Una tarde, mientras Pedro miraba la vida pasar a Eloísa, que jugaba con un muchacho al cual, en teoría, había hechizado. Pedro la siguió hasta su casa. Cuando el sol bajó, y ella salió a la calle, Pedro la golpeó en la cabeza y la arrastró hasta el Convento.

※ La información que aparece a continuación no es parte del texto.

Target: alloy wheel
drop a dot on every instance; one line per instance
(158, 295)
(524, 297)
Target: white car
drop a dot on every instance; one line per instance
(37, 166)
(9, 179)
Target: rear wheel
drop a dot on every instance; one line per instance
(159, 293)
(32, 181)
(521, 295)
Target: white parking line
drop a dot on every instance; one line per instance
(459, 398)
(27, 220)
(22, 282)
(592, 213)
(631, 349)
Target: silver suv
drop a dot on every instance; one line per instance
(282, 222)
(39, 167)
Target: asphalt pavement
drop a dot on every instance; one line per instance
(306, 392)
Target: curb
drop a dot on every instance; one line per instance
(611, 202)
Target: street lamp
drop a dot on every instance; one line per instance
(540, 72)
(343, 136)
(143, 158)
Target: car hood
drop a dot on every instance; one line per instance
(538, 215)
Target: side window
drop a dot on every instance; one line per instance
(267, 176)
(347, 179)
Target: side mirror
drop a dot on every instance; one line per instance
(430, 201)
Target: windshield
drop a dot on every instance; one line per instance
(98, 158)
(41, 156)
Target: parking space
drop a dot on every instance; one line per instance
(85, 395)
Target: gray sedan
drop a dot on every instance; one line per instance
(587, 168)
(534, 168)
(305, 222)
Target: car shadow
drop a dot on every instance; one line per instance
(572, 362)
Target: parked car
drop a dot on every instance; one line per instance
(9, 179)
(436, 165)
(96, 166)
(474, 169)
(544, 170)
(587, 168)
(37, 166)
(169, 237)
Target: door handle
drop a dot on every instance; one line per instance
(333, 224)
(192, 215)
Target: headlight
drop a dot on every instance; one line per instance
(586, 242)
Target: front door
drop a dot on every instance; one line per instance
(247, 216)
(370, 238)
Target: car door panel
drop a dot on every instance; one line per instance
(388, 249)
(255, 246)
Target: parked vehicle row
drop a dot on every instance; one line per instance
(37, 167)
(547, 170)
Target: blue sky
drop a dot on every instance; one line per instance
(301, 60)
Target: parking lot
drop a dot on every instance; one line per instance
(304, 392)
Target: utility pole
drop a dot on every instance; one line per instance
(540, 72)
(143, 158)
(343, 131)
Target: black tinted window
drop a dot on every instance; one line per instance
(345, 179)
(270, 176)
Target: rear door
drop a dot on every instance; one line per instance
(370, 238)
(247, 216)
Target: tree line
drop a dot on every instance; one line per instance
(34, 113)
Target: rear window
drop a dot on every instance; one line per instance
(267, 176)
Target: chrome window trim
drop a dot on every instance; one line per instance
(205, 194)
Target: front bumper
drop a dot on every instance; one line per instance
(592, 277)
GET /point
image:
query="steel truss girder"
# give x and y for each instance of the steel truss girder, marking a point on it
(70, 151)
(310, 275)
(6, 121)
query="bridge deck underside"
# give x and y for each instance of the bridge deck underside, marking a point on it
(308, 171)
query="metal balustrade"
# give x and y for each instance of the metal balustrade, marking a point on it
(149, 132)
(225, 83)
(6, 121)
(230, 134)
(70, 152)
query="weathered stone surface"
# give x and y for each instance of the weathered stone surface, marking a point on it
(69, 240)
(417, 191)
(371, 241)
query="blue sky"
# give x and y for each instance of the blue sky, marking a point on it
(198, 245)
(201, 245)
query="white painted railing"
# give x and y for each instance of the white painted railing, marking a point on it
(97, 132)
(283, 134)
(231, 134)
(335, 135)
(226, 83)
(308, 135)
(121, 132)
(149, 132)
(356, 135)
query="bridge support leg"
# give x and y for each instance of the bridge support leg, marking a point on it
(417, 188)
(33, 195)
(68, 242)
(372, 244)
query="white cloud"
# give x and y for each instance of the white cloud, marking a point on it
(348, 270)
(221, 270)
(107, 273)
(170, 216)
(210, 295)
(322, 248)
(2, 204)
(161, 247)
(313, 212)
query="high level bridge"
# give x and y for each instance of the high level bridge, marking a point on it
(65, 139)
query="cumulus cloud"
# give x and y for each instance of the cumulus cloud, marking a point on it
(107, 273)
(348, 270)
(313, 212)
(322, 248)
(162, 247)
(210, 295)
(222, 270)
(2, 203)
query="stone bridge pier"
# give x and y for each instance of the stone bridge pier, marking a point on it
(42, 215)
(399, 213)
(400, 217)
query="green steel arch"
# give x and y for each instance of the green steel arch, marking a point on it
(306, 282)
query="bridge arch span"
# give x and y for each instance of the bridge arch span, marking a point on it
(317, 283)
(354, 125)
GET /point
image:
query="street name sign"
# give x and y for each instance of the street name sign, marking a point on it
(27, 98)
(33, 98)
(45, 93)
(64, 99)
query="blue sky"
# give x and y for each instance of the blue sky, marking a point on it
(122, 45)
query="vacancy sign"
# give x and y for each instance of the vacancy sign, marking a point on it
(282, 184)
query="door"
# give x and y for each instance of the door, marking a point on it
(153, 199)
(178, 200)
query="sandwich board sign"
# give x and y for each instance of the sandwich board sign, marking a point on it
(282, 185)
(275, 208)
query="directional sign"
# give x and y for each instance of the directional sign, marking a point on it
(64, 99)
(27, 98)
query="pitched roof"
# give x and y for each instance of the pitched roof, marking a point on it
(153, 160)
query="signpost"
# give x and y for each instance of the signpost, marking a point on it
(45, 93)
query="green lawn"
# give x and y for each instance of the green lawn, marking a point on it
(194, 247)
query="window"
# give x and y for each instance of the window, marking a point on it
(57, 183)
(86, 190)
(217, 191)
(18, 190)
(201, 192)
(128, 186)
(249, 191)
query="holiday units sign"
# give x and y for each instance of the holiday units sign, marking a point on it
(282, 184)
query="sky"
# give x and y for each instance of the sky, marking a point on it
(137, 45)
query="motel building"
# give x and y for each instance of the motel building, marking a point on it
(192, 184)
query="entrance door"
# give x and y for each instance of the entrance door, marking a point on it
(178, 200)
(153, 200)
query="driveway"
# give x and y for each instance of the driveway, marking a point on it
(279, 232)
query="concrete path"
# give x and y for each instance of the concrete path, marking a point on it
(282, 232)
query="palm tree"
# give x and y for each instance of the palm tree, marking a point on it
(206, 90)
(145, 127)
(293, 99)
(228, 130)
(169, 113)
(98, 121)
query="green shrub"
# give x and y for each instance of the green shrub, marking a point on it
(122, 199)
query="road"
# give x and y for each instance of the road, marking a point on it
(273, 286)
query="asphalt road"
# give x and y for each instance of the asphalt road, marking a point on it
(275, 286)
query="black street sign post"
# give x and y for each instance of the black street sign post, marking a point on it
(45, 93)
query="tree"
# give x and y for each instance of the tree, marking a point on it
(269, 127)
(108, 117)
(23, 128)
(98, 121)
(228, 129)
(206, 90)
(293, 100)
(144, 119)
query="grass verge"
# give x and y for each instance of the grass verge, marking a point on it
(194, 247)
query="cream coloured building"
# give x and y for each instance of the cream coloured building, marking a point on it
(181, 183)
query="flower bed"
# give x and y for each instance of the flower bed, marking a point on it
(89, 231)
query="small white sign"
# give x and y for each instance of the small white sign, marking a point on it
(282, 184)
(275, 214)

Cuando despertó Pedro la interrogó. Él estaba seguro de que Eloísa se había quedado con el pene del muchacho y le preguntaba dónde lo tenía. Eloísa, atada a una tabla, lloraba y gritaba, pero el sonido no salía traspasaba las paredes ni el techo de la sala.
Pedro le rompió la ropa hasta descubrirle las tetas y vio una marca en la piel, una mancha de nacimiento. “Una marca del demonio”, sentenció él. Ella lo negó.
—¡Confiesa, bruja! —exigió Pedro, pero Eloísa no cedía—. Eso es exactamente lo que haría una bruja —resolvió Pedro.
Le dio la chance de una prueba más: le dio para leer la Biblia, pero Eloísa solamente lloraba. No sabía leer.
—Las brujas no pueden pronunciar la palabra santa. Las fuerzas del cielo han dado su veredicto. Saltarás del campanario con una escoba. Solamente así, creeré que no sos una bruja —le ordenó, sereno.